Tomodachi Life: Living the Dream received positive reviews for its enhanced customization options and humor. The game's "face paint" feature, expanded relationship mechanics, and use of custom text fields were met with praise for their versatility. Many critics enjoyed Living the Dream's surreal humor and likened it to reality television. Reception towards its gameplay was more lukewarm. Critics felt its core gameplay loop could become repetitive, especially for players unwilling to engage with the UGC tools, arguing that they were necessary to maintain long-term interest. The game's lack of online functionality, with screenshot and Mii sharing expressely prohibited, received criticism from reviewers.

Sales and aggregate review scores As of May 2026.
| Game | Year | Units sold (in millions) | Metacritic |
|---|---|---|---|
| Tomodachi Collection | 2009 | 3.2 | — |
| Tomodachi Life | 2013 | 6.72 | 71/100 |
| Tomodachi Life: Living the Dream | 2026 | 8 | 78/100 |

=== Sales ===
Tomodachi Collection sold 3.2 million copies in Japan by March 31, 2010, making it one of the best-selling DS titles. Tomodachi Life, like its predecessor, was a best-seller in Japan; it also sold well in other regions, amassing 6.72 lifetime sales and becoming one of the highest-selling games for the 3DS. Tomodachi Life: Living the Dream has sold 8 million copies worldwide as of August 2026, making it the best-selling installment in the series to date.

=== In other media ===
Iconography from the Tomodachi Life series has appeared in other Nintendo games. A battle stage themed on the first two games' apartment building was introduced exclusively in Super Smash Bros. for 3DS (2014). If selected, the game would automatically read all Mii data from the player's 3DS console to appear as background characters in the stage. The stage returned as an offering in Super Smash Bros. Ultimate (2018). A "microgame" based on Tomodachi Life appeared in WarioWare Gold (2018).

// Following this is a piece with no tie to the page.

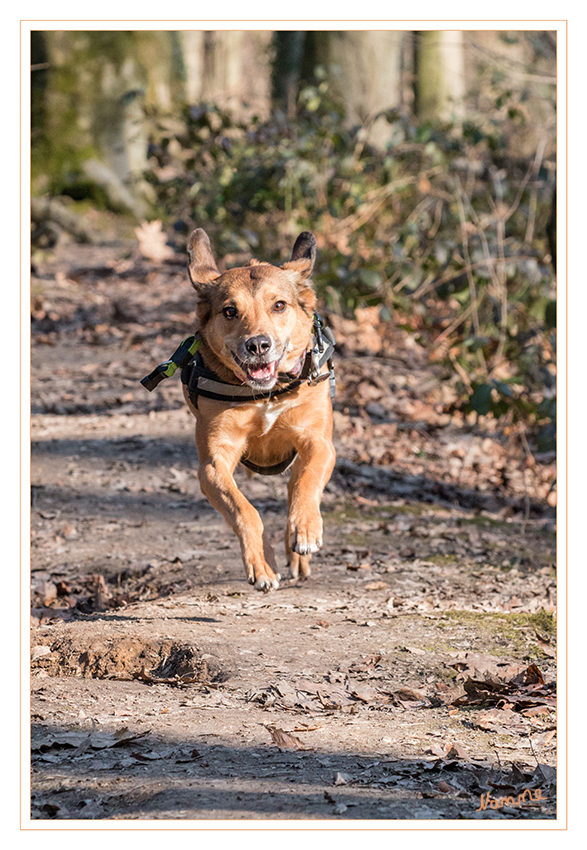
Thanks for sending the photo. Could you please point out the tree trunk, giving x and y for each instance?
(440, 75)
(230, 68)
(365, 72)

To commemorate the release of Tomodachi Life, a physical booklet depicting various Miis in the style of a fashion catalog was offered to Club Nintendo members. Several pieces of merchandise for Tomodachi Life: Living the Dream were made available as pre-order bonuses in certain regions. Customers in the UK would be offered a themed magnetic photo frame. Japanese customers were given a variety of items depending on the retailer, including a microfiber cloth as well as stickers and keychains depicting Miis. All three entries have had portions of their soundtrack made available on Nintendo Music: Tomodachi Collection's was released on October 13, 2024, Tomodachi Life's was added on February 3, 2026, and a select number of Tomodachi Life: Living the Dream's songs were included as part of a "special release" on April 16, 2026.